Read our latest Coffee Talk, a virtual series where we gather small groups of close friends of the firm practicing in the same sector to share advice and stories about how they’re responding to the pandemic.
This week, we sat down with heads of fundraising at an array of human service organizations to discuss donor communications, engagement strategies, and events planning. Read on to discover what they had to say…
Understandably, most human service organizations have been highly focused on emergency funding – and are seeing great success! But six months to a year from now, how do we sustain fundraising?
Our participants all agreed that messaging would be key to continued and heightened support. Keep in mind:
- Your response to the pandemic is an engaging story worth telling. So many human service organizations have been able to rapidly and successfully pivot to support their communities in new and unprecedented ways. And, donors are responding with emergency and expanded operating support. Make sure to highlight this in donor communications and help them understand the impact they are having on the people you serve. This leads to point #2…
- We are entering a new reality, where your services will be more necessary than ever. The number of people who have lost income and are lacking permanent shelter, food, and other essentials is rising. One of our participants pointed out that the pandemic is revealing gaps in our social fabric and safety network. It is likely that human service organizations will be called upon to fill these gaps in the new reality. Continue to emphasize to donors the increased significance of the work you are doing – and the critical importance of their support.

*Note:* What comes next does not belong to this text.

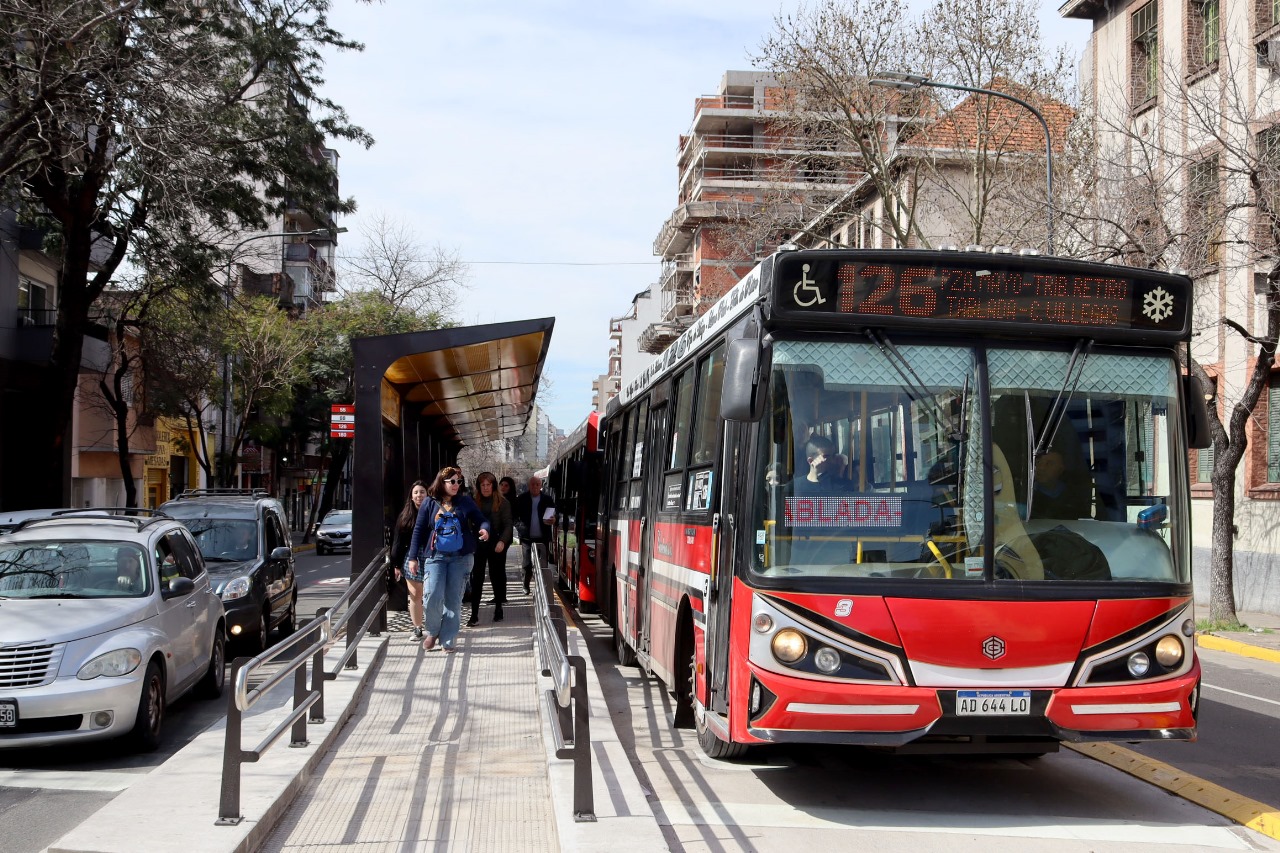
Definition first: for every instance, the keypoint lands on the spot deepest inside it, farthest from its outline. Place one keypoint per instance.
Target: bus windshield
(873, 465)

And remember, consistency of messaging is as important as quality. Keep your constituents informed – they want to know how your organization is doing and what they can do to help.
On that note, how can we keep donors engaged when we’re unable to visit them in person?

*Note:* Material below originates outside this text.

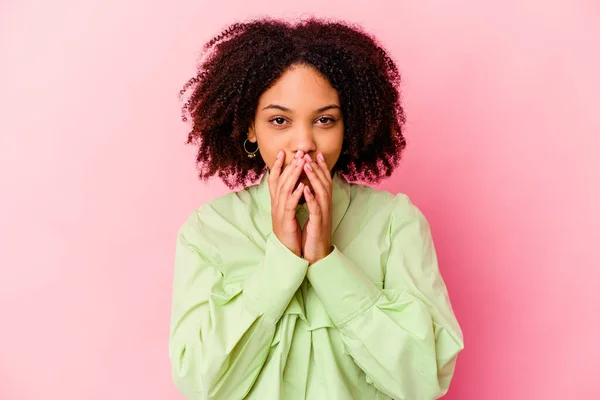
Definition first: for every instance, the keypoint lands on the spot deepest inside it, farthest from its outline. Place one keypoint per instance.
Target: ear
(251, 135)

In recent years, digital fundraising has played an increasingly important role, and that only feels truer today. Our participants shared a number of tactics that have been working for them:
- Dedicated communications to new donors
Several participants said that over the past month they have benefited from thousands of new donors. To capitalize on the opportunity these donors present, one participant’s organization has instituted a new policy to immediately qualify the donors and assign a relationship manager to all donors who gift $1,000 or more. The manager is then calling these donors in a timely manner to thank them for their gift and gauge the possibility of continued support.
- Group Zoom calls with major donors
One participant shared their organization has been hosting a Zoom call with major donors every 2-3 weeks to thank them for their support, share updates on current operations and how they’re continuing to shift, and answer questions via Zoom’s chat feature. They have received an incredible response – 175 donors signed up for the most recent call.
- Digital capabilities
Take advantage of all that digital has to offer. One participant said in order to ensure all new donors received communications from the organization frequently and consistently, her team had created an automated onboarding series – a set of emails that recipients automatically receive over the course of a couple weeks. Such a series helps keep new donors informed and engaged, especially when your development team has a full to-do list and may not have the chance to reach out personally right away.

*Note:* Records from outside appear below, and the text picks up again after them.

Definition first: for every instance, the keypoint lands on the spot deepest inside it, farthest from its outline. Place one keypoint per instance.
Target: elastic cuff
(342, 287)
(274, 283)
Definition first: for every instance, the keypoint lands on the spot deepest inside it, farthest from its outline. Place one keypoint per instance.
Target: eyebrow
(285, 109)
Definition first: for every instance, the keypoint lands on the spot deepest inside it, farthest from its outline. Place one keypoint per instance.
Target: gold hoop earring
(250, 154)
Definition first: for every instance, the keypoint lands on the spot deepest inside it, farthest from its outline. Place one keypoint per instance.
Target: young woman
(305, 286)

How should we handle upcoming events? And should we reconsider planning for next year, too?
If your philanthropic program relies heavily on events-driven revenue, and if events are beloved by your constituents, consider transitioning your event to be virtual. Many nonprofits are hosting galas, luncheons, etc. on Zoom to great success. If you go this route, prepare digital content, such as pictures and videos of the communities you serve and the work you are doing, to share with your virtual attendees.
If a virtual event doesn’t feel appropriate or possible for your organization, then be sure to speak with each major donor individually to inform them of the event’s cancellation. Our human service participants echoed what was shared during our Arts Coffee Talk – by offering donors an opportunity to gift the event donation or ticket price or to apply it to next year’s event, in addition to the option of requesting a refund, you increase the probability of sustained support.
All of our participants agreed that the pandemic is likely to permanently alter events fundraising. When planning for events this fall or next year, consider small dinners and gatherings as opposed to larger affairs. It’s very possible that even if it is safe to gather, many people will not feel entirely comfortable doing so. Ultimately, donors are looking for an opportunity to support your mission – an event, no matter its format or size, simply provides an opportunity to do that.